En 1983, au plus fort de l’intervention américaine au Liban, environ 17 navires – deux groupes de porte-avions de combat et deux énormes cuirassés – patrouillaient le littoral libanais, tandis qu’un contingent de Marines était déployé à l’aéroport de Beyrouth.

L’amie d’Ahmad ajoute : « tôt ou tard, les navires de guerre américain vont bombarder le Liban. Ils ne viennent pas ici pour admirer nos paysages. Quand ils le feront, l’ambassade des Etats-Unis ainsi que d’autres cibles identifiées disparaîtront dans les heures qui suivent. Ils viennent probablement dans le but de faire la guerre contre la Syrie et l’Iran, ainsi que le Liban. Ce sera une grande guerre, et elle pourrait débuter très bientôt. »

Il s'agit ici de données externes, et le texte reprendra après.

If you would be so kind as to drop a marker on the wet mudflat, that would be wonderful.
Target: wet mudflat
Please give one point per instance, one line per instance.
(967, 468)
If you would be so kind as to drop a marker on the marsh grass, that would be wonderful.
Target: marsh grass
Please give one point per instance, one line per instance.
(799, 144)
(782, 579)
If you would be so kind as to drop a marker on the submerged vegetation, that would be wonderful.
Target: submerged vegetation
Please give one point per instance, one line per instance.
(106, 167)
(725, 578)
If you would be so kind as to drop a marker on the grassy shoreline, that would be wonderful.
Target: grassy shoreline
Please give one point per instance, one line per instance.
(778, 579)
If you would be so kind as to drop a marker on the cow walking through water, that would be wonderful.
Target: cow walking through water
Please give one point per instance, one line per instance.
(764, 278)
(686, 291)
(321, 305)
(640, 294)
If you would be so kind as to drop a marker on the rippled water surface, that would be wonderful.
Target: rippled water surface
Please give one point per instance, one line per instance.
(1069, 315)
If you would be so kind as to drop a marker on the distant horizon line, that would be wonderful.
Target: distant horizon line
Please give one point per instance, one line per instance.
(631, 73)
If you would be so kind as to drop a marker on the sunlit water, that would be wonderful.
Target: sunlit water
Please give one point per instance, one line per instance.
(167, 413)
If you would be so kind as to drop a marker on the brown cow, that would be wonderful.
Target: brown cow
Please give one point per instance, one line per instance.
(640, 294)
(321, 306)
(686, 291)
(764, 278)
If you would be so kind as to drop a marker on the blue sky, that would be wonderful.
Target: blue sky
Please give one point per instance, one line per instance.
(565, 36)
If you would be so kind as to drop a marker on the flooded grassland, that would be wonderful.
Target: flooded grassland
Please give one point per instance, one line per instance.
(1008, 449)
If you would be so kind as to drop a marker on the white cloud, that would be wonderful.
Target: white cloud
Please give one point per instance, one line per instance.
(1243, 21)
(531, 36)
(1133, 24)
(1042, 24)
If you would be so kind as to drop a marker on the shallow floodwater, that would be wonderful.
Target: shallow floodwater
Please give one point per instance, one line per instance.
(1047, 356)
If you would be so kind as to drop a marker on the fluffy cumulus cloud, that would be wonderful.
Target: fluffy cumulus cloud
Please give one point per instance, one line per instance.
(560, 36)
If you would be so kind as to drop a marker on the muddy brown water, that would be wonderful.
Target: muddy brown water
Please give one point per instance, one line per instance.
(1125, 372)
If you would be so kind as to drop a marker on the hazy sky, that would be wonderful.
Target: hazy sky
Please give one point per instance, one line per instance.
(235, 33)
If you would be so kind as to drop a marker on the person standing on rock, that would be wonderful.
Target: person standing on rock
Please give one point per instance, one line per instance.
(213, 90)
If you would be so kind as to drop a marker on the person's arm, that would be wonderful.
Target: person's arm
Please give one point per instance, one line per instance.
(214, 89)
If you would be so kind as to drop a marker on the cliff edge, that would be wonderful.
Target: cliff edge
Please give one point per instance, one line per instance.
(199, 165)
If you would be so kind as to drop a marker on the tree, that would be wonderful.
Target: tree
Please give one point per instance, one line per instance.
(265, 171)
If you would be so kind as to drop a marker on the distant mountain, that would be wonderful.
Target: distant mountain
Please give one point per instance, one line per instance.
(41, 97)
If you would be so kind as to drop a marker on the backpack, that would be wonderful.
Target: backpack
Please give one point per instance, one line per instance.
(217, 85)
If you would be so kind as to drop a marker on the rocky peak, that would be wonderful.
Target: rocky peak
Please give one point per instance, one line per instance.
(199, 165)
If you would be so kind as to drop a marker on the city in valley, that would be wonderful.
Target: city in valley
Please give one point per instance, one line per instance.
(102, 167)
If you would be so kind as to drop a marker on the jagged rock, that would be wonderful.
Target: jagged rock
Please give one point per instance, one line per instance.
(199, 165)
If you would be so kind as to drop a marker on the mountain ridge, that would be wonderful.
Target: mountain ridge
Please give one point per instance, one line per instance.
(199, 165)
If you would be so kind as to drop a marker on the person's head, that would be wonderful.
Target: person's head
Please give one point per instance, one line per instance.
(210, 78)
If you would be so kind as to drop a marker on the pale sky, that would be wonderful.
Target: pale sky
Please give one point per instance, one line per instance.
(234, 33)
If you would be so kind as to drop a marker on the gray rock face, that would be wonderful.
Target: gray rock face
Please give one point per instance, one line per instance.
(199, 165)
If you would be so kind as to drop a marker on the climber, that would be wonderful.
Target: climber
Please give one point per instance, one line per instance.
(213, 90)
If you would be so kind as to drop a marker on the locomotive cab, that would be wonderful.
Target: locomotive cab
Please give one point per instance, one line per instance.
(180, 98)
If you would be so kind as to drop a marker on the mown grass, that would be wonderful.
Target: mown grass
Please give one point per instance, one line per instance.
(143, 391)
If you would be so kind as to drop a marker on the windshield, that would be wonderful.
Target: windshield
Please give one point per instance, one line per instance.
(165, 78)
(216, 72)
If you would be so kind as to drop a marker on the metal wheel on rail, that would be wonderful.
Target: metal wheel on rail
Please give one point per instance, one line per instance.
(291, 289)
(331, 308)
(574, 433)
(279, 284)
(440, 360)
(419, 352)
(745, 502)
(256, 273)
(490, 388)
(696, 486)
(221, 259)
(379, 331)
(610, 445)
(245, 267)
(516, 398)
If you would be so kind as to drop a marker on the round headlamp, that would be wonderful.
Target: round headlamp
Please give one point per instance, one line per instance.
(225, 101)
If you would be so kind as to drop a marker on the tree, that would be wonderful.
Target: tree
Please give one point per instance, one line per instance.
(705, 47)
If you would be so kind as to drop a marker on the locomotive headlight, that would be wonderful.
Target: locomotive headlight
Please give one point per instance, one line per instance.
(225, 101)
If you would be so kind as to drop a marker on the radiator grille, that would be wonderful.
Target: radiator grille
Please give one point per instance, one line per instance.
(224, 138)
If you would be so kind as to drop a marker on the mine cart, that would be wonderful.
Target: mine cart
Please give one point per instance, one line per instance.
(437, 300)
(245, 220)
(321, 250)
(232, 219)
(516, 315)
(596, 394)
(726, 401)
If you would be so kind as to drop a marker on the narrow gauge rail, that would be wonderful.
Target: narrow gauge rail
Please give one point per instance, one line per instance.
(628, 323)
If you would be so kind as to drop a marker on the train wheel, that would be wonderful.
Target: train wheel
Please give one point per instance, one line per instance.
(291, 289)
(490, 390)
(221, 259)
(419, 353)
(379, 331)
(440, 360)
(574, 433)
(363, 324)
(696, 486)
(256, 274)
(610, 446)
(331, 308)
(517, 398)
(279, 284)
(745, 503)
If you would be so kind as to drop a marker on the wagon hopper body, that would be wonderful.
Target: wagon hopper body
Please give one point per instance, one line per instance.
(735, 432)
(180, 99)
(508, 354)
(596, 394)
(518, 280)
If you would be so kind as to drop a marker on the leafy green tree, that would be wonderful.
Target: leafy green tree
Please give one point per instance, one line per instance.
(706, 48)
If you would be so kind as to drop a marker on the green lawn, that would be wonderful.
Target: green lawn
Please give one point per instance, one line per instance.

L’ancien député Nasser Qandil a affirmé vendredi qu’en envoyant ses navires de guerre au Liban, les États-Unis veulent dire : « nous avons tué Imad Mughniyeh [2], et nous faisons un come-back, Imad. »

M. Qandil a également affirmé que le directeur du Conseil de sécurité national saoudien, le prince Bandar bin Sultan, veut que le Liban devienne « un refuge pour Al-Qaeda remplaçant l’Irak, ce qui signifie que l’arrivée de navires de guerre américains vise à attirer les jihadistes arabes d’Irak pour faire baisser la pression exercée sur l’armée américaine. »

Un haut responsable américain resté anonyme, (David Welch, selon une source informée) a déclaré à l’agence Reuters que cette nouvelle mission du Cole était « une manifestation de soutien pour la stabilité régionale. Nous sommes très préoccupés par la situation au Liban. Elle s’est dégradée depuis longtemps. »

La dernière chose que souhaite le Hezbollah c’est une guerre civile au Liban et c’est la première chose que veut Israël. La plupart des libanais admettent que le Hezbollah à pour objectif la résistance à l’agression israélienne et à l’occupation, l’application de la résolution 1701 et au retrait israélien des fermes de Chebaa et du village de Ghajar. Ses partisans affirment que le Hezbollah désarmera lorsque Israël cessera d’être une menace pour le Liban.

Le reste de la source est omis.